Daya tarik Einar terhadap wanita juga tumbuh semakin besar di mana ia memakai Lili Elbe sebagai nama wanitanya. Krisis
identitas yang dialami Einar menghadirkan gejolak dalam pernikahannya dengan
Gerda.
The
Danish Girl harus diakui merupakan film yang mewah,
dari desain kostum yang menawan hingga cara ia menampilkan visual tahun 1920 di
Copenhagen juga meninggalkan impresi
yang kuat terutama pada cara nuansa memainkan cerita. Dari cara bercerita Tom Hooper juga tidak menciptakan sebuah
noda yang besar dan mengganggu, alur cerita bergerak dengan manis dari A ke B
lalu ke C dan seterusnya, dan itu dilengkapi dengan score dengan rasa “unik”
dari Alexandre Desplat. Tapi sejak
awal The Danish Girl telah mengusung
sebuah misi khusus, ia ingin menggunakan Einar dan Gerda sebagai media untuk
berbicara tentang hak-hak yang manusia miliki, dan disini isu yang digunakan
adalah gender. Di situ lemahnya film ini.
Film ini seperti Brokeback Mountain dengan level yang
satu atau mungkin dua tingkat lebih rendah. The
Danish Girl terasa terlalu aman buat saya, sebuah isu yang seharusnya bisa
dimanfaatkan untuk mengaduk-aduk emosi penonton justru digambarkan seperti
seorang ibu sedang membacakan dongeng bagi anaknya yang hendak tidur. Kasarnya,
The Danish Girl adalah film standard an tradisional yang diciptakan untuk Oscars. Banyak point yang tepat sasaran
dari film ini, seperti yang disebutkan tadi dari segi teknis dengan highlight
tentu saja penampilan dua pemeran utamanya, tapi ketika ia berjalan kamu akan
merasakan kesan predictable yang kental, dan ketika berakhir film ini juga
terasa terlalu normal.
Tidak berhasil
memberikan kesan wow yang besar, itu kesalahan terbesar The Danish Girl. Menaruh simpati pada masalah dua karakter utama
sangat mudah tapi kemudian kesulitan untuk menaruh investasi emosi pada
karakter dan konflik. Isu tentang toleransi dan kebebasan kurang tergali, The Danish Girl lebih seperti drama
tentang kasih sayang berisikan perjuangan karakter yang stagnan di titik awal
hingga akhir. Tidak buruk, tapi itu terlalu aman jika menilik label kandidat
film terbaik yang ia miliki sejak awal. The
Danish Girl seperti terbebani untuk menjadi film yang penting tentang
fluiditas gender, ia seperti takut jatuh sehingga memilih bermain aman.
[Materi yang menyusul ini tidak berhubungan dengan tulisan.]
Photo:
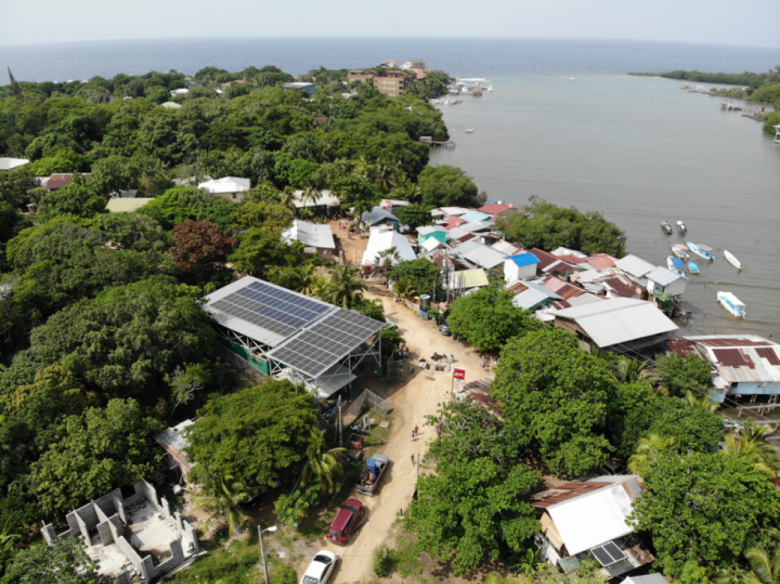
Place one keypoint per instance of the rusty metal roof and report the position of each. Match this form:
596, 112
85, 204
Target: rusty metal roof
740, 358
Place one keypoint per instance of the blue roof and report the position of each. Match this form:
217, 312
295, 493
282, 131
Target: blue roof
524, 259
476, 216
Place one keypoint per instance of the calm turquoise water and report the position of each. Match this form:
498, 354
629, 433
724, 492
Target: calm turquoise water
640, 150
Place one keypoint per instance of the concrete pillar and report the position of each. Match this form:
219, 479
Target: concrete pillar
104, 531
84, 531
166, 508
48, 533
147, 569
177, 553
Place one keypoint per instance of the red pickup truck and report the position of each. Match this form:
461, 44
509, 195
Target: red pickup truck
346, 521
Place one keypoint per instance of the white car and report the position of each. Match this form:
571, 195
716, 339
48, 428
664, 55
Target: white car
320, 569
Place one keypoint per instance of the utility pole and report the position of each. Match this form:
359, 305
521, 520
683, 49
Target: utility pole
260, 533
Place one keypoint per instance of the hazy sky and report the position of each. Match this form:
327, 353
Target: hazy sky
739, 22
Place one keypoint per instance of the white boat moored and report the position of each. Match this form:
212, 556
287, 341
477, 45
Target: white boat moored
732, 259
733, 304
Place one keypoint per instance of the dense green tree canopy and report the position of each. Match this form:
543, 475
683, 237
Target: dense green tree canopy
556, 399
704, 506
547, 226
448, 186
255, 435
475, 504
94, 453
487, 319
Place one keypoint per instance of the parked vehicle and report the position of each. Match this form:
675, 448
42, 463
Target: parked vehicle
346, 521
372, 474
320, 569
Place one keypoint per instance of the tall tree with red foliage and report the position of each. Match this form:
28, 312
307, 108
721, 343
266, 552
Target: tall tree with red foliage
201, 248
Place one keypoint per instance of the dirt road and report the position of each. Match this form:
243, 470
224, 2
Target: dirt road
409, 405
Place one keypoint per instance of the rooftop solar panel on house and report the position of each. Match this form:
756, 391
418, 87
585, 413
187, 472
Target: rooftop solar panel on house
315, 349
608, 554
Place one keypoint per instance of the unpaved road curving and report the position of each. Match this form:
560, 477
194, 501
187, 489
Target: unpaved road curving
410, 404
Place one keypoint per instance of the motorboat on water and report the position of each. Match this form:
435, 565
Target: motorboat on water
700, 251
681, 252
675, 265
732, 259
733, 304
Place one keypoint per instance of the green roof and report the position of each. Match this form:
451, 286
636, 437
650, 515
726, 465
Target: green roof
122, 205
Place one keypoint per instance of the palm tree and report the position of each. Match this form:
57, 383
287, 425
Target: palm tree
221, 496
309, 280
404, 288
700, 402
764, 564
385, 259
323, 465
648, 449
627, 370
753, 446
344, 287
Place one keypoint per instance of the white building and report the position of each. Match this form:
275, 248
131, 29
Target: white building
519, 267
414, 64
229, 187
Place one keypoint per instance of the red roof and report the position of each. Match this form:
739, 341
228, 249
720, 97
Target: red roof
602, 261
453, 222
496, 208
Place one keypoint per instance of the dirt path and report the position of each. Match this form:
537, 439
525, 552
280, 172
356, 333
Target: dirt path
409, 405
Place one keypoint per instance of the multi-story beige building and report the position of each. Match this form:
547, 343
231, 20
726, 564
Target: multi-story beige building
392, 83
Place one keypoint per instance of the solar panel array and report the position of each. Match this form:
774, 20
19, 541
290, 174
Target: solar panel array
275, 309
318, 348
608, 554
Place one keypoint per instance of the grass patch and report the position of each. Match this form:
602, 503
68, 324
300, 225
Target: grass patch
235, 565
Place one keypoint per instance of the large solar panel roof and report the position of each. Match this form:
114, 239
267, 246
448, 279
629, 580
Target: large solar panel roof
317, 348
272, 313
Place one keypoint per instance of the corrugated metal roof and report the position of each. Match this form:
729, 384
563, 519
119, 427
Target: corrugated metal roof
11, 163
122, 205
324, 199
523, 259
310, 234
741, 358
505, 247
480, 254
476, 216
380, 241
663, 277
377, 215
226, 184
635, 266
588, 516
468, 279
618, 320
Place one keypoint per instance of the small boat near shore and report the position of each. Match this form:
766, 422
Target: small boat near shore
700, 250
675, 265
732, 259
733, 304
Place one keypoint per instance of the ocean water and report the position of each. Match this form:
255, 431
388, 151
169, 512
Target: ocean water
565, 123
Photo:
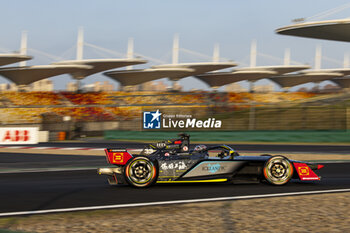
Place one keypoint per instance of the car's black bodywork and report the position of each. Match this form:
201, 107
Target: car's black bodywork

Hasilnya, penceritaan dengan rutinitas yang oke namun menghasilkan punch yang
kurang memukau.
Satu-satu bagian yang
memukau dari The Danish Girl adalah
penampilan dua pemeran utamanya. Vikander menyajikan kompleksitas emosi yang
menyiksa secara menawan, sebuah performa yang cantik. Sebagai istri yang
bingung Gerda mencoba bertarung untuk dapat menerima keputusan yang diambil
oleh suaminya, dan itu ditampilkan oleh Vikander dengan lincah dan stabil. Vikander bersinar di sini, bahkan
walaupun berperan sebagai pendukung ia menghasilkan cahaya yang sama besar
dengan apa yang dihasilkan oleh Redmayne. Eddie Redmayne menghadirkan kembali performa seperti yang ia lakukan
tahun lalu, menghidupkan karakternya, membuat kamu menaruh simpati pada
perjuangan karakternya, lalu dari sudut sempit menghujam kamu dengan sensibilitas
rapuh yang menarik.
The
Danish Girl merupakan film yang menarik, tapi
selain elemen teknis bagian lain yang terasa cantik dari film ini hanya
performa dari dua pemeran utamanya. Isu yang ia bawa sebenarnya punya potensi
yang besar untuk membawa The Danish Girl
ke posisi yang tinggi namun sayangnya Tom
Hooper tidak membuat ini berlari, hanya sebatas jalan santai. Apakah karena
materi yang terlalu berat? Mungkin, saya bahkan sempat kesal karena terus
dibuat menanti kapan akan dibawa untuk “terjebak” lebih dalam bersama mimpi dan
emosi karakter. Sangat disayangkan The
Danish Girl menjadi biopic yang seperti takut melakukan kesalahan sehingga
hasilnya sebuah kisah yang oke namun kurang matang dan kurang menantang. Segmented.